Gesundheitslexikon Gesundheitslexikon

Gesundheitslexikon: Meiose

Meiose: die Halbierung des Chromosomensatzes

Meiose und Mitose sind zwei unterschiedliche Formen der Zellteilung. Während bei der Mitose der diploide (doppelte) Chromosomensatz der Zelle erhalten bleibt, wird bei der Meiose der Chromosomensatz halbiert. Beim Menschen sowie bei allen anderen Säugetieren findet die Meiose nur innerhalb der Keimzellen statt. Der halbierte Chromosomensatz der Keimzellen garantiert bei der Fortpflanzung konstante Chromosomenzahlen in den nachfolgenden Generationen und sorgt für die Vielfalt der verschiedenen Lebensformen.

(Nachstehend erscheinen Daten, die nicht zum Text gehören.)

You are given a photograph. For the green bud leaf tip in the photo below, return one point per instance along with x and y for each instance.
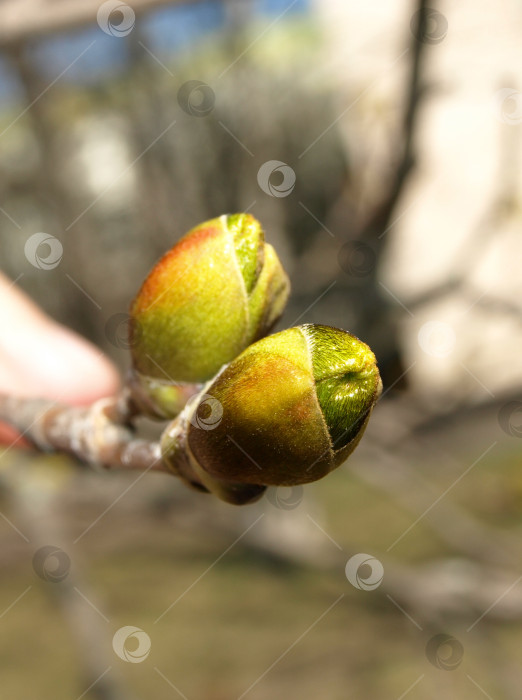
(292, 407)
(220, 288)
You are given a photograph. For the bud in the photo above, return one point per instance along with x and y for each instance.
(293, 406)
(220, 288)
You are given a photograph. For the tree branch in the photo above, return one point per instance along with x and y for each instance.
(97, 435)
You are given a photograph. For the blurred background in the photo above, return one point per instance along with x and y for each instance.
(380, 146)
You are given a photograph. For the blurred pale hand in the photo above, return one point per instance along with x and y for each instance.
(40, 358)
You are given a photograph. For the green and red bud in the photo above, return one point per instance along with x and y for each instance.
(220, 288)
(290, 409)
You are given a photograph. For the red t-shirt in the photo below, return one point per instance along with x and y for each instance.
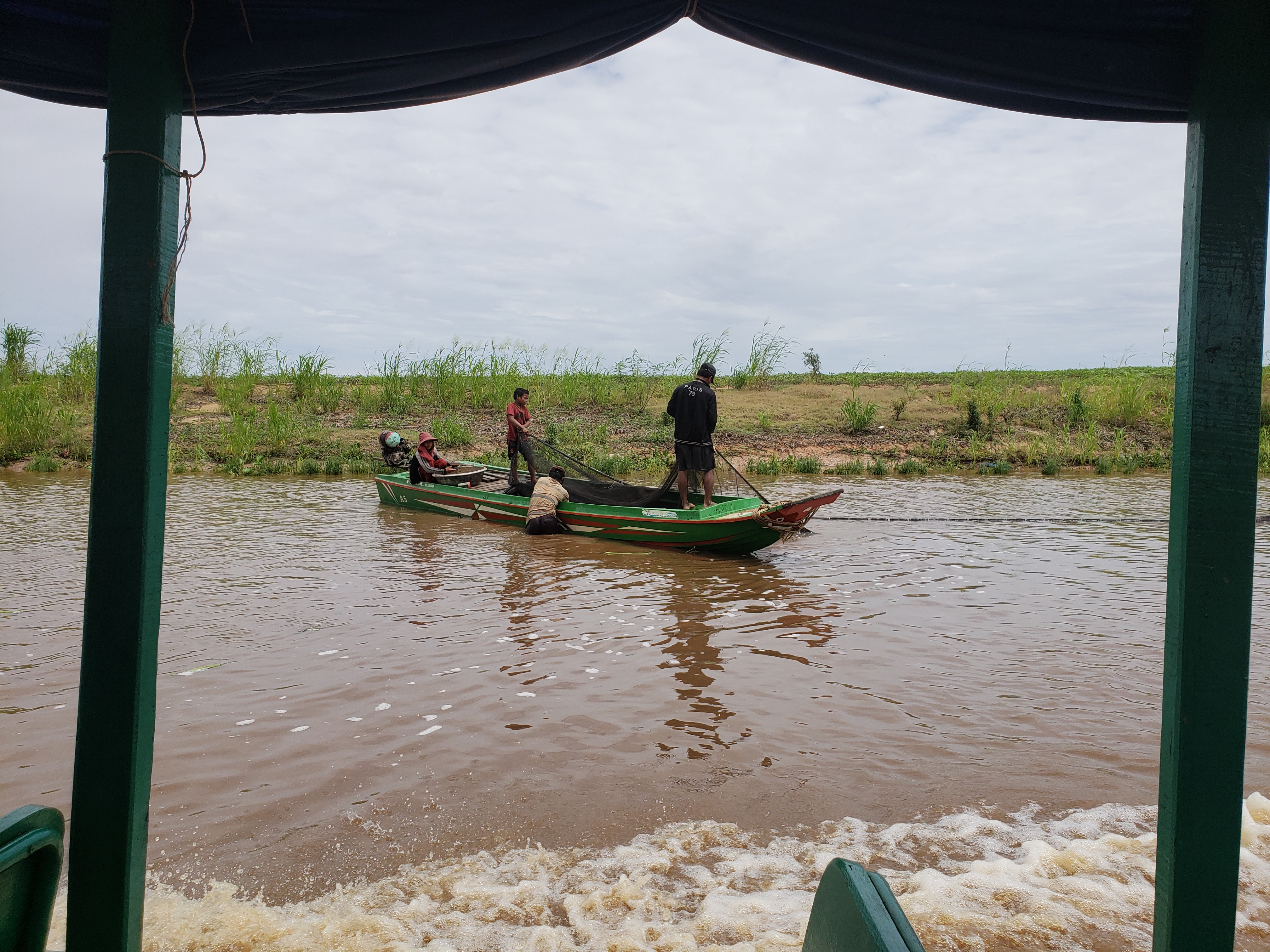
(519, 413)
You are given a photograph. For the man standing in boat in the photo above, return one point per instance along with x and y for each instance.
(519, 424)
(695, 412)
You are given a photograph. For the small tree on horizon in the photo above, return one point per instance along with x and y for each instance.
(812, 361)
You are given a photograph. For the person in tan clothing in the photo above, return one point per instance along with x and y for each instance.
(549, 493)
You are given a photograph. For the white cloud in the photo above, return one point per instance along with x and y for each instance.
(685, 186)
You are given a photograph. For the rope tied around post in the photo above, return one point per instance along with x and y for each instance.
(166, 299)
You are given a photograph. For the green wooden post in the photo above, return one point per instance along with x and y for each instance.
(1215, 483)
(115, 740)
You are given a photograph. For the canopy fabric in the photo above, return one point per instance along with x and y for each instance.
(1127, 60)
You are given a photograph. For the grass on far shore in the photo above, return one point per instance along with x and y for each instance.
(244, 408)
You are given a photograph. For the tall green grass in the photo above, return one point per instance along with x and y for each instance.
(20, 349)
(766, 352)
(28, 421)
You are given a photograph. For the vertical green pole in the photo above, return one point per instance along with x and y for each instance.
(1215, 483)
(115, 739)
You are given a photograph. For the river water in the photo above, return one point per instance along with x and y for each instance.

Was passiert bei der Meiose?

Die Meiose besteht aus den zwei Phasen Meiose I und Meiose II. Bei der Meiose I kommt es bei der Teilung der Ausgangszelle mit doppeltem Chromosomensatz zur Aufteilung der bestehenden Chromosomen während die Chromatiden (Längshälften eines Chromosoms) zusammenbleiben. Dabei entstehen zwei haploide Tochterzellen, in ihnen ist das Erbgut nur einfach, nicht doppelt, vorhanden. In dieser Phase findet ein Crossing-over der elterlichen Chromosomen statt. Dabei werden Stücke der väterlichen und der mütterlichen Chromosomen ausgetauscht. Das führt zur Rekombination der einzelnen Abschnitte. In der zweiten Phase der Meiose werden Chromatiden voneinander getrennt, wobei Zellen mit Ein-Chromatid-Chromosomen entstehen. Die beiden Tochterzellen aus der ersten Phase der Meiose werden hier nochmals geteilt. Es resultieren also insgesamt vier Keimzellen.

Wie läuft die Meiose ab?

Die erste Phase der Meiose wird in Prophase I, Prometaphase und Telophase I eingeteilt. Die Prophase I ist im Gegensatz zur Prophase bei der Mitose ein sehr langer Prozess, der wiederum in fünf Abschnitte unterteilt ist:

1. Das Leptotän

Im Leptotän kondensieren langsam die Chromosomen der diploiden Ausgangszelle.

2. Das Zygotän

In diesem Abschnitt kommt es zur Paarung der Ein-Chromatid-Chromosomen und damit verbunden zur Verknüpfung beider Stränge.

3. Das Pachytän

Das Pachitän ist durch eine weitere Kondensation der Chromosomen und der Rekombination von Chromosomenabschnitten gekennzeichnet.

4. Das Diplotän

Im Diplotän werden die Chromosomen voneinander getrennt. Die Verbindung zwischen den Chromatiden bleibt jedoch bestehen. Teilweise findet in dieser Phase auch eine Transkription statt, eine Vervielfältigung eines Gens als RNA-Molekül nach DNA-Vorlage.

5. Die Diakinese

Die Chromosomen bewegen sich vollständig auseinander, während sich die Zellkernhülle auflöst. Es beginnt die vollständige Kondensation der Chromosomen.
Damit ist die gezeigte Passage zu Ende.